Business and Employees have Shared Interests

Jan. 16, 2007— -- The fundamental problem with the Democrats' dogged pursuit of a minimum wage increase is much larger than the difference between $5.15 and $7.25 per hour.

Every penny of the House-approved $2.10 increase represents more than a simple legislative victory—but instead a methodical attempt to drive a wedge, in the minds of the American people, between the interests of "corporate" or "business" America and the American "worker."

Democrats touted this vision time and again in the 2006 elections, so we shouldn't be surprised to see part of it implemented now that they hold power in Washington. This is what they promised to do, and it looks as if they're on their way to doing it. Good for them. But is this legislation—and more importantly, the ideology behind it—good for the country?

Well, at minimum, no.

One can no more separate "corporate" or "business" interests from those of "workers" than one can separate celebrities from tabloids. To run with the analogy, celebrities need tabloids to generate interest in their off-screen lives; this helps their careers. Tabloids need enough debauchery from celebrities to capture the attention of supermarket shoppers; this helps them sell magazines. An imperfect relationship? You bet. But does it serve the interests of both parties? Absolutely.

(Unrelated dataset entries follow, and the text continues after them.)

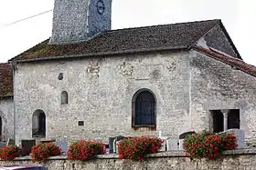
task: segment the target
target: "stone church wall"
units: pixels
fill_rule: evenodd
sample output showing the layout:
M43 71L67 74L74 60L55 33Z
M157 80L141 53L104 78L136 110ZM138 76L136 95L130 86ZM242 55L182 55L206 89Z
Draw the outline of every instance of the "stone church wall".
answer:
M14 138L14 100L10 97L0 99L2 119L2 140Z
M46 137L177 136L190 130L188 52L26 63L15 72L16 142L32 137L32 115L46 115ZM62 80L61 77L63 76ZM132 99L150 89L156 129L132 128ZM61 104L61 92L69 103ZM84 121L84 125L79 125ZM156 131L155 131L156 130Z
M256 139L256 78L198 52L191 51L193 129L212 130L210 110L240 109L240 129Z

The same is true of the relationship between "corporate" America and the American "worker." How, exactly, would an entrepreneur build a company without capable "workers"? How, exactly, would the average worker find employment without the jobs created by corporations?

In that place where we keep our common sense, we know the truth about the nature of this symbiotic relationship. But you wouldn't know it by listening to the rhetoric surrounding the minimum wage debate. Consider the words of AFL-CIO president John Sweeney:

For the past 10 years, Republican leaders have held the minimum wage hostage, corporations and wealthy Americans have gotten their rewards. Now it's time to do the right thing for low-wage workers, with no payoffs to business.

To what "rewards" does Sweeney refer? Could it be the financial success that comes from taking risks, building companies, and running efficient businesses? If so, Sweeney should remember that corporations and "wealthy" Americans haven't merely "gotten" their rewards, as if some Grand Poobah handed out money like Halloween candy -- no, they have earned whatever "rewards" they now enjoy.

And they do not enjoy those "rewards" alone.

Corporate success leads to job creation, which leads to the natural distribution of wealth, which leads to a more prosperous country for all to enjoy. Thus, policies that encourage job creation and reward financial success are ultimately the "right thing" for workers -- not artificial, government-mandated pay raises.

In fact, as James Shek of the Heritage Foundation points out, a minimum wage increase actually "harms… workers' job prospects for years after it takes effect" because it "discourages businesses from hiring the least-skilled workers who need the most assistance." Ultimately, Shek continues, this loss of "access to entry-level positions deprives many unskilled workers of the opportunity to learn the skills they need to advance up a career ladder."

So, in forcing businesses to do the "right thing" for workers, the government creates circumstances where there will be… fewer jobs for those workers.

Such unintended consequences are consequences nonetheless, and we all must properly understand them as such.

Consider a real world example.

Say Bill's Pizza Shop has $1,000 per week to pay his employees, all of whom earn the minimum wage. When a new minimum wage takes effect, Bill's employee costs will increase by 41 percent. Yet he does not have any more money to pay his workers. Instead, Bill has some questions to consider. Will he need to reduce the number of employees on his staff? Limit the hours he operates his shop? Forego plans to open a second shop (and hire an additional staff)? Ask some employees to accept pay-cuts to compensate for the wage increases of others?

The point of this rudimentary example is to remind us that the interests of businesses and workers are not two separate entities -- no matter what you might hear coming out of Washington in the coming weeks.